The Sh*tty Barn, a live music venue established in 2010 in Spring Green, often draws snickers because of its name. It sometimes appears with an asterisk in its name, even on its own website.
Meanwhile, Ting plans to open Pho King Good at 600 Williamson St. within the next two months. The location is where the 35-year-old Chinese noodle restaurant Wah Kee was until late July, when its owner retired after 32 years at that location.
The interior is being remodeled, Ting said. The menu includes a dozen types of pho and many other soups, salads, appetizers, rice dishes, noodle dishes, Vietnamese crispy rice crepes, chicken congee, desserts and bubble tea.
Ting, 50, who is from Fujian Province in China, came to the United States 25 years ago. He owned restaurants in New York and Ohio before coming to Madison five years ago “for business.”
“Every restaurant he owned was very, very busy,” Shuai said.
Ting bought the second-floor State Street restaurant Soga Shabu Shabu in 2015 from its original owners, and moved it across the street two years later. He sold Soga last year and in February it reopened as Taste of Sichuan.

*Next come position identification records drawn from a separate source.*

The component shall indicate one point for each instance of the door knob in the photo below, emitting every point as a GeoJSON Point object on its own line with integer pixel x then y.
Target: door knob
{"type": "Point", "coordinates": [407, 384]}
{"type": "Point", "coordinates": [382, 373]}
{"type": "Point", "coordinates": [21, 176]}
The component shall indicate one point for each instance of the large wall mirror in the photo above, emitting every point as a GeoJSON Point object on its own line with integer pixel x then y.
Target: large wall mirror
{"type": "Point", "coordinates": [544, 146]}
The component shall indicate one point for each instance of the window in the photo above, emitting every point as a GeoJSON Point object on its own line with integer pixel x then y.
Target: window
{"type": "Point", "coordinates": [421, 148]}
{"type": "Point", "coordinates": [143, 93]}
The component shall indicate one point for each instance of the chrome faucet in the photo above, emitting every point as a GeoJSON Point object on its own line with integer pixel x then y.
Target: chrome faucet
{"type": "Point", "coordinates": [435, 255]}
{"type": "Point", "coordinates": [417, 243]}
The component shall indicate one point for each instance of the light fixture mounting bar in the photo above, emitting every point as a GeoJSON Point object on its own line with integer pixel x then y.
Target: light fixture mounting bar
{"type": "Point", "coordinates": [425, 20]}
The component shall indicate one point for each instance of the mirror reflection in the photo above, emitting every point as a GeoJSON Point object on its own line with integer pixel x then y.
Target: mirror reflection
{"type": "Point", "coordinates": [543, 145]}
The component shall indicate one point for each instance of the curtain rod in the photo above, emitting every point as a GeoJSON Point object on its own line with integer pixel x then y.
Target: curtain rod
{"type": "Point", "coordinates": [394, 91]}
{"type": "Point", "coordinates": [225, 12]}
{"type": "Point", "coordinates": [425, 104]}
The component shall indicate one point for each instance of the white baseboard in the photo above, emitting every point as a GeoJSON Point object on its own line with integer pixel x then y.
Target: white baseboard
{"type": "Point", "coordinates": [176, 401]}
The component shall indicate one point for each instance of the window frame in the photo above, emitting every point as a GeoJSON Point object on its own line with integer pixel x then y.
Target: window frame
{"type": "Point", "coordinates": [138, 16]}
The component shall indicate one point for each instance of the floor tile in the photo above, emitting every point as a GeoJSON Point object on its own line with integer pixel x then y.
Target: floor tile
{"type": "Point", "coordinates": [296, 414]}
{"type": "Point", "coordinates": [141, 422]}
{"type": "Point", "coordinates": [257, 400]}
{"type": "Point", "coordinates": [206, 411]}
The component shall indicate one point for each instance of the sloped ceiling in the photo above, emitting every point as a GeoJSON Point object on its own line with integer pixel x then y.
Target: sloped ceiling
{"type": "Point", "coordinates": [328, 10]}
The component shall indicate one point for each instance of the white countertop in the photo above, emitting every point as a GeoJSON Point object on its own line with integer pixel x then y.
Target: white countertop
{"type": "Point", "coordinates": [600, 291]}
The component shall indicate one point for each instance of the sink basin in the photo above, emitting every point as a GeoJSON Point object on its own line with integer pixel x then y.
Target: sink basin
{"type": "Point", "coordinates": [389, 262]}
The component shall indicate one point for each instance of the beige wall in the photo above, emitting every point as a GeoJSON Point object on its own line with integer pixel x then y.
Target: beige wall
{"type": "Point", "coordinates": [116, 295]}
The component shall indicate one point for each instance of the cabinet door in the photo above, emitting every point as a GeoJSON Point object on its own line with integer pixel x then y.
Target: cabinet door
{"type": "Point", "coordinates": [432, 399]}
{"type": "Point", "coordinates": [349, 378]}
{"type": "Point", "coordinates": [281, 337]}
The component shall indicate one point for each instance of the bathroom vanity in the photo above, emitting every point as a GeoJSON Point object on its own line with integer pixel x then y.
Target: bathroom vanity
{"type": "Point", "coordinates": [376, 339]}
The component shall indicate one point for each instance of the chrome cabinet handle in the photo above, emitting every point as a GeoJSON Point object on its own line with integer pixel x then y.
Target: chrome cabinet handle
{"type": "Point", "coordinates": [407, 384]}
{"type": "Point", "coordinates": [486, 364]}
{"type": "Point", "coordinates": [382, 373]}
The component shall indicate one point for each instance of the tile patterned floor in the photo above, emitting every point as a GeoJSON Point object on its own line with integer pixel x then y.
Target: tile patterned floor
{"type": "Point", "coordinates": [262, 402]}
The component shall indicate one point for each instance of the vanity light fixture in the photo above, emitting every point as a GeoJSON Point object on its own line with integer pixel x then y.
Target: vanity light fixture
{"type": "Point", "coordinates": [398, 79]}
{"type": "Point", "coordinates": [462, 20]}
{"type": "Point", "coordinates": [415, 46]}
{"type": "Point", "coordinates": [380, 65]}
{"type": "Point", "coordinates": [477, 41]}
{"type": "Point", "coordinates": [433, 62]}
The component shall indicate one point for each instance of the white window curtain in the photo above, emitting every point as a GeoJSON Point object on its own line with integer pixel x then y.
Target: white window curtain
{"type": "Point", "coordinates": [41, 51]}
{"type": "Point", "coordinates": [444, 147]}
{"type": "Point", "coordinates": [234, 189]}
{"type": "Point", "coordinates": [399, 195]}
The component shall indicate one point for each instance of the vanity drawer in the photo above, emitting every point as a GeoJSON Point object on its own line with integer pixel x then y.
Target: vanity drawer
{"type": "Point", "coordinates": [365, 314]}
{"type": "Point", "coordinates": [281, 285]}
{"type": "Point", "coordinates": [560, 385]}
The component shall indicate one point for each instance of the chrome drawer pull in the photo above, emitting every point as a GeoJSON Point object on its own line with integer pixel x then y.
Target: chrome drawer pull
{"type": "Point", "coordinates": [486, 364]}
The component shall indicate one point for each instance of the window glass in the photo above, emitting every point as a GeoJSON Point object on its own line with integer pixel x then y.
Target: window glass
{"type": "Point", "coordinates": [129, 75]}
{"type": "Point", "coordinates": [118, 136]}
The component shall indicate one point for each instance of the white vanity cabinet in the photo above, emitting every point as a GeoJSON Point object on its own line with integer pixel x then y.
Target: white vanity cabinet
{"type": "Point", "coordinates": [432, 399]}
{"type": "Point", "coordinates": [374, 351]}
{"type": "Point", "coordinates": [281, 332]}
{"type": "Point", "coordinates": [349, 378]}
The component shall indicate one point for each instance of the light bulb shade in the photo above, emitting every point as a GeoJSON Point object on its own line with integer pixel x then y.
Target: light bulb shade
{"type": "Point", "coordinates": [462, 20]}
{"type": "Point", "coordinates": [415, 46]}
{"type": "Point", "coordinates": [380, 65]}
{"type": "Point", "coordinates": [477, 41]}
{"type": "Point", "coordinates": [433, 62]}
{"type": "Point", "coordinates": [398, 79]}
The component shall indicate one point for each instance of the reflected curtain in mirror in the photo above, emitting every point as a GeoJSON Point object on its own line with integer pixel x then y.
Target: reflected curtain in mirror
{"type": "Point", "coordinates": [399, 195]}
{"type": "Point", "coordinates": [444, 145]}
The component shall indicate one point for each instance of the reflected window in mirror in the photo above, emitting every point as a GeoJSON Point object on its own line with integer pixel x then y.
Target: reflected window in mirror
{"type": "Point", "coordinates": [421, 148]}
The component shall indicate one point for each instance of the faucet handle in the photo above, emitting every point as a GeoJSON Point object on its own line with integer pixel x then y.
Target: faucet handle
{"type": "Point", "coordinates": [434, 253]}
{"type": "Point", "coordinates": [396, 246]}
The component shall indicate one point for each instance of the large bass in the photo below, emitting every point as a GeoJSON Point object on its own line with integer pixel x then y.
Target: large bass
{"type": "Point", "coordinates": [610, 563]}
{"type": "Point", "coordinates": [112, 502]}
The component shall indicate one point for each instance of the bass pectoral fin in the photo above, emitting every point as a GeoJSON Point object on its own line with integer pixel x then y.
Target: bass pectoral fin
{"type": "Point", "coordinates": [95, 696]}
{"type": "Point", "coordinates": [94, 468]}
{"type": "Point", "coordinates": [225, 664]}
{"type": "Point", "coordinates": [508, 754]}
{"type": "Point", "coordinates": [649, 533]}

Ting, who lives on the West Side, spent the past year getting his new Chinese restaurant, Szechuan Garden, open at 6654 Mineral Point Road, in what used to be Dahmen’s Pizza Place. The space in Clock Tower Court was formerly a Hooters restaurant and bar.
As for Pho King Good, Ting and Shuai insist the name was innocent.
“He wants the restaurant name to mean ‘We are the King who are good at making noodles,’ “ Shuai said for Ting.